Personal information
- Full name: Mário Tadeu Ricci
- Date of birth: 9 April 1947 (age 79)
- Place of birth: Ribeirão Preto, São Paulo, Brazil
- Height: 1.81 m (5 ft 11 in)
- Position: Midfielder

Youth career
- Comercial

Senior career*
- Years: Team / Apps / (Gls)
- 1966–1968: Comercial
- 1968: → Batatais (loan)
- 1969–1974: America–RJ
- 1975–1976: Flamengo / 101 / (14)
- 1977–1978: Grêmio
- 1979–1984: Comercial

= Tadeu Ricci =

Brazilian footballer (born 1947)

Mário Tadeu Ricci (born 9 April 1947), more commonly known as Tadeu Ricci, is a Brazilian retired footballer. He played as midfielder for various clubs throughout the late 1960s to the early 1980s. He is mostly associated with his tenures with Comercial, America–RJ and Flamengo.

==Club career==
Tadeu Ricci was born on 9 April 1947 in Ribeirão Preto as the son of Mário Ricci who would serve as the president of Comercial in two terms throughout the 1960s. He began his football career by playing for local clubs within his hometown of Ribeirão Preto until he was admitted into the youth sector of Comercial and climbed the ranks to making the starting XI of the club until he made his professional senior debut in 1966 and would continue for around a year until he was loaned out to Batatais in 1968 and America–RJ in 1969 before being fully incorporated to the latter for subsequent years until 1974 as he would satisfy club manager Evaristo de Macedo and enjoying consistent participation and winning the 1967 Taça Guanabara.

He would then play for Flamengo in 1975 following a deteriorating relationship with America–RJ with his debut being a 2–1 victory against Internacional in 28 September.

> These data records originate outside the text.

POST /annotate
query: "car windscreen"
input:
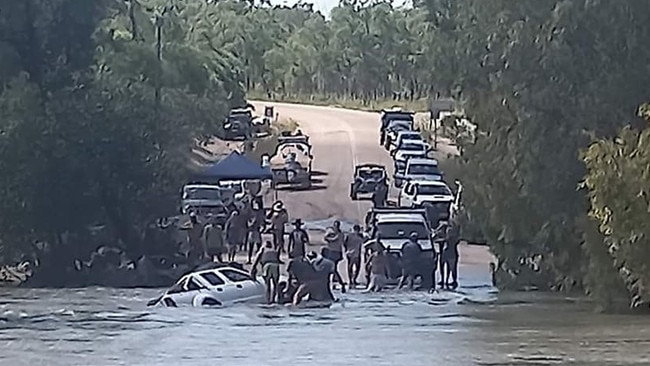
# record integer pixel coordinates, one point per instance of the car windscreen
(212, 278)
(371, 173)
(399, 125)
(235, 186)
(235, 276)
(430, 190)
(398, 230)
(202, 194)
(423, 169)
(410, 136)
(411, 146)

He would remain with the club for two seasons with his final match being a 1–1 tie against Desportiva Ferroviária on 6 December 1976. Beginning in 1977, Tadeu Ricci would play for Grêmio as a part of a project by manager Telê Santana to end the regional dominance of Internacional with his first match with being a 3–0 win against the club on 17 April. Telê described Tadeu Ricci as being one of the most disciplined players of his team, going as far to use him as a positive example of a model player as he would play alongside Walter Corbo, Eurico, Oberdan Vilaín, Atilio Ancheta, Ladinho, Víctor Hugo Barros, Yura, Tarciso, André Catimba and Éder Aleixo. He would later be a part of the squad that won the 1977 Campeonato Gaúcho with an unexpected retirement from the club in 1978 following a 1–2 loss to Internacional. Following a brief consideration of retirement, Comercial would sign a new contract with him for the 1979 Campeonato Brasileiro Série A and would play for the club until his retirement in 1984.